Financial and insurance risk modelling | UniBG Economics & Finance

Financial and insurance risk modelling

Year: 2
Semester: 1
Lecturer: Prof. Francesca Maggioni

Hours: 48
ECTS: 6

Educational Goals

The course aims to provide the student the quantitative tools for evaluation and modelling the intertemporal risk in finance and insurance. 
Techniques for modelling multi-period investment problems such as dynamic programming and multistage stochastic programming will be introduced.
A special focus will be devoted to Economic Scenario Generator (ESG) to generate coherent and market consistent scenarios for various asset classes. Efficient scenario generation methods including quasi-Monte Carlo, moment matching, K-means will also be presented and applied to Asset Liability Management (ALM) and Pension Funds Management (PFM). An emphasis on the subject of the Individual Retirement Pension will be given.

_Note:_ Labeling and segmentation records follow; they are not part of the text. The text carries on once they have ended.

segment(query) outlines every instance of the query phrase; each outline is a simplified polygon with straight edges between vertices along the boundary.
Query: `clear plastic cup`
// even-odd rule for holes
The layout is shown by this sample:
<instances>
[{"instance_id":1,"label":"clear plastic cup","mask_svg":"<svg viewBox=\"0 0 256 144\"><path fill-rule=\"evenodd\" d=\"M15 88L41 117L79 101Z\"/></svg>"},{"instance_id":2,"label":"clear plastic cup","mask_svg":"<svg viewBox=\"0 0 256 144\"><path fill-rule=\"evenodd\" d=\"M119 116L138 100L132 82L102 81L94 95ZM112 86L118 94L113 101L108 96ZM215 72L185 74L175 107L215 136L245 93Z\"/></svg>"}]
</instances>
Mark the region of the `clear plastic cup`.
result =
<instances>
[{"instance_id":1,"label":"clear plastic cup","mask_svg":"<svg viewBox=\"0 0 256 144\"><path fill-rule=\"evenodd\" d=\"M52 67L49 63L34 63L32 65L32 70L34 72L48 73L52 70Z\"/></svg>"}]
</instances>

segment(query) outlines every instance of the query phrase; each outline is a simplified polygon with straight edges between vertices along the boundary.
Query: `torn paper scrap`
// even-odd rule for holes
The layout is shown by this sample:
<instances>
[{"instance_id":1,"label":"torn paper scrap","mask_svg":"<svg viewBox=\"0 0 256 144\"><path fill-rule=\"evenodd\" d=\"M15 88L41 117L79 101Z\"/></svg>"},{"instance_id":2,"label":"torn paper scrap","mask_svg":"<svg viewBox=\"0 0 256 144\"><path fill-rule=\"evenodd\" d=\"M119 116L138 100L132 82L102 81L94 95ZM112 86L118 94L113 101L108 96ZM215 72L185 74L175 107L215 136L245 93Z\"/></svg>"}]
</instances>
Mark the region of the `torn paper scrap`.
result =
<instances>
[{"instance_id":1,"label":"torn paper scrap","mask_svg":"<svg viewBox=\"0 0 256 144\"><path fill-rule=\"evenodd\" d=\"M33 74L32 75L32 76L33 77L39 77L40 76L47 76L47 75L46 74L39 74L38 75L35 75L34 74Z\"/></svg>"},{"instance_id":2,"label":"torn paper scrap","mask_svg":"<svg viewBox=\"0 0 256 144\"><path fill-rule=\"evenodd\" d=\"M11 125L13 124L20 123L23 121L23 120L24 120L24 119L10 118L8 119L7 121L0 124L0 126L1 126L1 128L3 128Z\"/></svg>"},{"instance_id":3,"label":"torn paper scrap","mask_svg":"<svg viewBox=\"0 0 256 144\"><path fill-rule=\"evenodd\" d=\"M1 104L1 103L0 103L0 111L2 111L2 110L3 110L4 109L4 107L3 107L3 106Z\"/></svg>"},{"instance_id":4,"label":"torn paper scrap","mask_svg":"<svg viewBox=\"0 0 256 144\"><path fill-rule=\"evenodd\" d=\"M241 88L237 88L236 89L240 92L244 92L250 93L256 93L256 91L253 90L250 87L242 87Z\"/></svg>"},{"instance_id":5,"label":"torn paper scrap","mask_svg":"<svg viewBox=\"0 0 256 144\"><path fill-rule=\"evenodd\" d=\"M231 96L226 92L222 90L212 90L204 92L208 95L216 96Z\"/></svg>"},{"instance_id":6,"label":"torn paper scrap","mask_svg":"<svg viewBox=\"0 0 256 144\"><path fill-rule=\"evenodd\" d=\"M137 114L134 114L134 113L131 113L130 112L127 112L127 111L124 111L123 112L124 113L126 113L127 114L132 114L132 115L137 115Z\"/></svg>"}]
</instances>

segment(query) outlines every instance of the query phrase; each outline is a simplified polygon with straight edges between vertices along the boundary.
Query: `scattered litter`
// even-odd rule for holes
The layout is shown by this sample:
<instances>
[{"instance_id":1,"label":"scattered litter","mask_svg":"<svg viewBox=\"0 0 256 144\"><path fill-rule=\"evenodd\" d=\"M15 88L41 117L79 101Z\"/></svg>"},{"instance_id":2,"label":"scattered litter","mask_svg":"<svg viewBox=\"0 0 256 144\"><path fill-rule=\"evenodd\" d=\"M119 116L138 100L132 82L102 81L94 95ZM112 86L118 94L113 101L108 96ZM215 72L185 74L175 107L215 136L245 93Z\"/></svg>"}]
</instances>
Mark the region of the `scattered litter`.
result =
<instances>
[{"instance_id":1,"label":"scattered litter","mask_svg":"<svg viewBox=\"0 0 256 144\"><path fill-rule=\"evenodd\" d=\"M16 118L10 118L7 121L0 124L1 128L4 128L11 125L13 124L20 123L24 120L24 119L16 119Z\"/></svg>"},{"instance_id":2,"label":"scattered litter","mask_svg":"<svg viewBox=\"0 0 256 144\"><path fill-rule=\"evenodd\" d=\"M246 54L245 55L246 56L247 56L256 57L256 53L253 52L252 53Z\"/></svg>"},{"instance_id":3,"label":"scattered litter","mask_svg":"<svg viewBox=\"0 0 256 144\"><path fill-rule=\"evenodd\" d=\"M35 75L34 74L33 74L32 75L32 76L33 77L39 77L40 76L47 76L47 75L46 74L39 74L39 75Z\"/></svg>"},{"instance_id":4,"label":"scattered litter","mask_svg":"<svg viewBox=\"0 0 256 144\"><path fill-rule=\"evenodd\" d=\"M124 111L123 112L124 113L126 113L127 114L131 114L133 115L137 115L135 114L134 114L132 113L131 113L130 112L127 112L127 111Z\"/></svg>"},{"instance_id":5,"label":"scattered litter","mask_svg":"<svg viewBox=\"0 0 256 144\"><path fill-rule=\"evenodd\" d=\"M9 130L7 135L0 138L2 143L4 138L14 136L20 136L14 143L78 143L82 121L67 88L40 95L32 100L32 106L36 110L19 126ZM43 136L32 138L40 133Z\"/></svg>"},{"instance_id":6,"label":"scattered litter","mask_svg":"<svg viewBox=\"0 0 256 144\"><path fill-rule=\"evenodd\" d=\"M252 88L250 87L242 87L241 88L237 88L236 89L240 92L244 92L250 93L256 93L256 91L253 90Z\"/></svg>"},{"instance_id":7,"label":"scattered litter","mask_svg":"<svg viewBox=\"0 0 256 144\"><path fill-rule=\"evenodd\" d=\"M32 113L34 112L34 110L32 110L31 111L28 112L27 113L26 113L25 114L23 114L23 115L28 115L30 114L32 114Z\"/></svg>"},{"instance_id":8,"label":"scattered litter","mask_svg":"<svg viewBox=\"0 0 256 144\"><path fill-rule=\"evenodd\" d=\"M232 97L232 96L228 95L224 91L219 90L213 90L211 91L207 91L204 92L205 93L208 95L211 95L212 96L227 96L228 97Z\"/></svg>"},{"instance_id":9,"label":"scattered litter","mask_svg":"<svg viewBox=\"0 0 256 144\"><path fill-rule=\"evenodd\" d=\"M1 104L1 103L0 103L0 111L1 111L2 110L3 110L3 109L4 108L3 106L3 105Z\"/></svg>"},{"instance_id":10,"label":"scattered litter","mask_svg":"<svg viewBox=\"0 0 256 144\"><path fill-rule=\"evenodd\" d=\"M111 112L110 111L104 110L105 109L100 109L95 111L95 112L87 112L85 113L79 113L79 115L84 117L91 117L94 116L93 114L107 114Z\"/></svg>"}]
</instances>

At the end of the course, the student will be able to:

  • Understand the Economic Scenario Generator to generate coherent and market consistent scenarios. 
  • Model dynamic real-world problems in finance and insurance as optimization models, including dynamic risk measures.
  • Formulate ALM and PFM via dynamic programming and multistage stochastic programming.
  • Implement mathematical optimization models for ALM and PFM in the AMPL environment.
  • Generate coherent and market consistent scenarios in the MATLAB environment. 
  • Assess the solution of the implemented models and interpret the results in a decision-making perspective.
Course Content

The course will discuss and present the methods and techniques that are relevant for evaluation and modelling the intertemporal risk in finance and insurance. 

Specifically, the course will cover the following topics:

  • Economic Scenario Generator (ESG).
  • Scenario generation and tree construction: Monte Carlo, quasi-Monte Carlo, moment matching, K-means, scenario reduction.
  • Dynamic Risk measures.
  • Dynamic Programming for multi period investment problems.
  • Multistage Stochastic Programming for multi period investment problems.
  • Asset Liability Management (ALM) using dynamic programming and multistage stochastic programming.
  • Pension fund management (PFM) using dynamic programming and multistage stochastic programming (defined benefit and defined contribution). 
  • Individual Retirement Pension via stochastic programming. 
Teaching Methods

The course consists of traditional theoretical lectures and practical lab sessions (using AMPL and MATLAB software). The emphasis will be on implementing the models using AMPL and scenario generation using MATLAB software. Both traditional lectures and practical sessions aim at fostering participation and class discussion.

 

Assessment and Evaluation

The exam consists of two parts:

  • Oral discussion about applied assignments and case studies (50% of the final grade).Students may work in small groups or individually.
  • Final oral exam (50% of the final grade).